Selección de poemas:

Si me siento morir, si lo siento, imaginaré a una mujer frotando su sexo contra uno de mis libros. Sí, lo siento, ni la muerte ni yo damos para más.


Algunos animales para evitar la muerte fingen estar muertos. Esa táctica con humanos no funciona, la muerte llama la atención más que la vida.


FOSA ¿COMÚN?

Desenterrarlos para volver a enterrarlos. No pudieron elegir. Por eso el amor escarba con urgencia y limpia una a una las vértebras del mundo.


Antes de acostarme doy de beber a los cuadernos, escribo algo en mi perro, para que todo esté en calma mientras duermo.


Aseguran que la muerte se espanta con palabras que sabemos, pero no sabemos cuáles. Algunas las olvidamos, otras no las decimos porque el amor ya se acabó, el hijo ya no está, o el golpe, aquel estruendo, nos vació el alma. Entonces viene y decimos: colofón, pesebre, manantial, y ya más cerca gritamos: ¡luminiscencia, cóncavo, estramonio! Niega con sus oquedades y lejos de espantarse nos ocupa.
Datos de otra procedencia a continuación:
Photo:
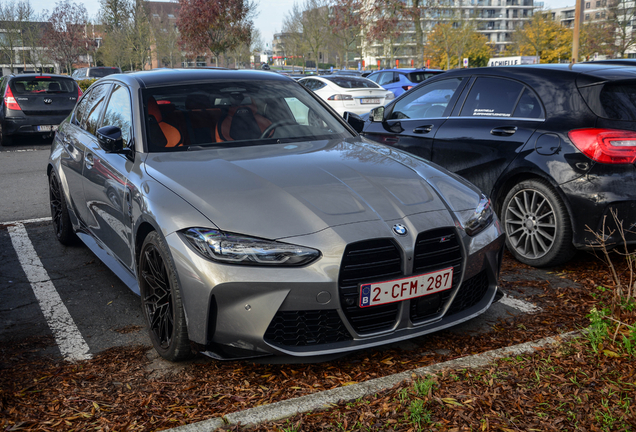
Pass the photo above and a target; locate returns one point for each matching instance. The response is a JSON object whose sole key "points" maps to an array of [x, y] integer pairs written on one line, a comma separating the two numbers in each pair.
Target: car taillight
{"points": [[340, 97], [10, 101], [609, 146]]}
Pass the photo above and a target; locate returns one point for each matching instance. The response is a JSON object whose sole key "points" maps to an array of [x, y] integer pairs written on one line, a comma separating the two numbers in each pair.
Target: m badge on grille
{"points": [[399, 229]]}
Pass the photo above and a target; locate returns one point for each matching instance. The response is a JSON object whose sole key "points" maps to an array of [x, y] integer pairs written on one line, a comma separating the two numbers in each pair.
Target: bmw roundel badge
{"points": [[399, 229]]}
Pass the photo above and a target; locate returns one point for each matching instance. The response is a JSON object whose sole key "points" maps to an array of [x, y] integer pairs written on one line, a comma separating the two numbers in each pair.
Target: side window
{"points": [[427, 101], [94, 108], [529, 106], [492, 97], [385, 78], [299, 110], [78, 115], [119, 112]]}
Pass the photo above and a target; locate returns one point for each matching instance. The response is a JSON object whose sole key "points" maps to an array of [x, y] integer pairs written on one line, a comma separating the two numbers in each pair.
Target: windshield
{"points": [[41, 85], [234, 113], [351, 82], [417, 77], [102, 72]]}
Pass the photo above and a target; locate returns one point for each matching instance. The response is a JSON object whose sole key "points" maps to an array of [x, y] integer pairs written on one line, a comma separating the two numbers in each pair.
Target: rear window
{"points": [[420, 76], [351, 82], [617, 101], [102, 72], [42, 85]]}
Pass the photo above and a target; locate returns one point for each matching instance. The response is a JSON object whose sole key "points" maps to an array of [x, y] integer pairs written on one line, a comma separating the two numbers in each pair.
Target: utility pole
{"points": [[578, 16]]}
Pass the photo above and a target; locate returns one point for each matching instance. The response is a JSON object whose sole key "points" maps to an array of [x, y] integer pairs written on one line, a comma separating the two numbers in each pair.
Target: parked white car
{"points": [[347, 93]]}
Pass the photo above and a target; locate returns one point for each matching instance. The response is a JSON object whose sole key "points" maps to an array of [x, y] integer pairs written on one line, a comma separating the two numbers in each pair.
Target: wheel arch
{"points": [[504, 185]]}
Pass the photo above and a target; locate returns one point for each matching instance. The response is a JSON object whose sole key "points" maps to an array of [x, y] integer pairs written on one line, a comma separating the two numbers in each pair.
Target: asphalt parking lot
{"points": [[102, 312], [62, 303]]}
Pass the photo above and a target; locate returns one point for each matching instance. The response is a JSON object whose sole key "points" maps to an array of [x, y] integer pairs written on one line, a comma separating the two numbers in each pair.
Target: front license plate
{"points": [[375, 294]]}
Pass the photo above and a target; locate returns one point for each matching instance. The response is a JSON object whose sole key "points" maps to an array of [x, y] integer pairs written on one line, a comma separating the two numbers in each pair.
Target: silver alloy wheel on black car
{"points": [[59, 212], [161, 300], [537, 225]]}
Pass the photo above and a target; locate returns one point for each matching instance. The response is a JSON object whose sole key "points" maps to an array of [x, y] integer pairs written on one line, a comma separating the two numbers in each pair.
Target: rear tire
{"points": [[59, 212], [5, 140], [161, 300], [537, 224]]}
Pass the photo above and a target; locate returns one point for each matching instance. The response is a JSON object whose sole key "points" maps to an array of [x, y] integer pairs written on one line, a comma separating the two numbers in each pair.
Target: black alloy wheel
{"points": [[59, 212], [161, 300], [537, 224]]}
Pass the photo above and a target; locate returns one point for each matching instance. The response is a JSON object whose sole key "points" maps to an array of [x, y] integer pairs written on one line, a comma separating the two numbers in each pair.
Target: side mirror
{"points": [[354, 120], [109, 139], [377, 114]]}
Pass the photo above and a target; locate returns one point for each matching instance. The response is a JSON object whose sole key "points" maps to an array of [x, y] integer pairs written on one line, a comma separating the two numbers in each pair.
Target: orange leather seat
{"points": [[242, 122], [171, 134]]}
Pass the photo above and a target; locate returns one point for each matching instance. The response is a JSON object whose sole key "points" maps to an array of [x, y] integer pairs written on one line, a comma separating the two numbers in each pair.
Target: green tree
{"points": [[543, 37], [389, 20], [216, 26], [292, 41], [65, 35], [15, 17], [166, 38], [346, 20], [597, 37], [139, 36], [315, 28], [449, 43], [621, 16]]}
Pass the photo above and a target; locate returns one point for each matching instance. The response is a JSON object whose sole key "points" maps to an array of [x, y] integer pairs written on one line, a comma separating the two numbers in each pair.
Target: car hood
{"points": [[285, 190]]}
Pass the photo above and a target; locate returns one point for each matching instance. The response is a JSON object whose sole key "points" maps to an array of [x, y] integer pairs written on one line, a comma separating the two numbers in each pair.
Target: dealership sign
{"points": [[511, 61]]}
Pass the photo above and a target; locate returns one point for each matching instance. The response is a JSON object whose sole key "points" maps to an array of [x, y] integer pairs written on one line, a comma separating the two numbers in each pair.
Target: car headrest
{"points": [[153, 109], [197, 101]]}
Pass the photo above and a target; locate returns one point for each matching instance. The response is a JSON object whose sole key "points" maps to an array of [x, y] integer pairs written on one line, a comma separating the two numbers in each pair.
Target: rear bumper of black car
{"points": [[603, 207]]}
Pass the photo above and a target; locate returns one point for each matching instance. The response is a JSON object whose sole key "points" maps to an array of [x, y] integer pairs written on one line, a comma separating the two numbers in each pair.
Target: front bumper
{"points": [[242, 311]]}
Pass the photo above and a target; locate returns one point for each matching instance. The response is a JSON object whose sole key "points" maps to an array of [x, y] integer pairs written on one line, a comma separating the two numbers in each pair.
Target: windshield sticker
{"points": [[489, 112]]}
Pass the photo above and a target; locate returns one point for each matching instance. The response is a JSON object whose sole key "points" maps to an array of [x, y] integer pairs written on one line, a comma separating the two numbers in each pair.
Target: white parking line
{"points": [[67, 335], [44, 219], [519, 304]]}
La leche en las nubes bajas que humedece al amanecer el rostro de los terneros. El óxido es otro rastro, el del caracol más grande que tiene, pero de ahí no pasa. Las flores secas, las hojas muertas, las fosas comunes, no son ni sus huellas. Es demasiado creativa para esas evidencias.


Ningún pájaro quedó en el aire. Al principio vagaron erráticos hasta que aparecieron los cuervos y comenzaron a pastorearlos. Siguiendo órdenes mentales formaron grupos y avanzaron hacia los cementerios del mundo (también los marinos). Era hora de restañar la herida, el vacío: se va a celebrar el gran juicio y a cada mujer, a cada hombre, lo defenderá su pájaro.


Unos gatos ruedan violentos, él con su pene espinoso anclado, ella con su zarpa en el lomo. Resbalan tejado abajo y en el último momento se separan. Ante la muerte más vale dejar lo que estés haciendo (nos lo enseñan ellos que tienen siete vidas).


Por si cuela

El sexo en silencio es uno de los huertos de la muerte. Gime en voz alta, querida, y te prometo que hoy no morirás.


No tenemos cuerpos para vivir, a la mínima se nos rompe el cuello o se nos sueltan las tripas. Una sola burbuja en la sangre y amanecemos de toda frialdad. A decir verdad, este mundo tampoco. Cuando no es un volcán es una ola y a más una peste aviar cierra los ojos a dos continentes. Para la muerte sí que apuntamos maneras.


La muerte todo lo explica con niebla, pero la niebla solo son nubes que han tocado fondo y no saben volver.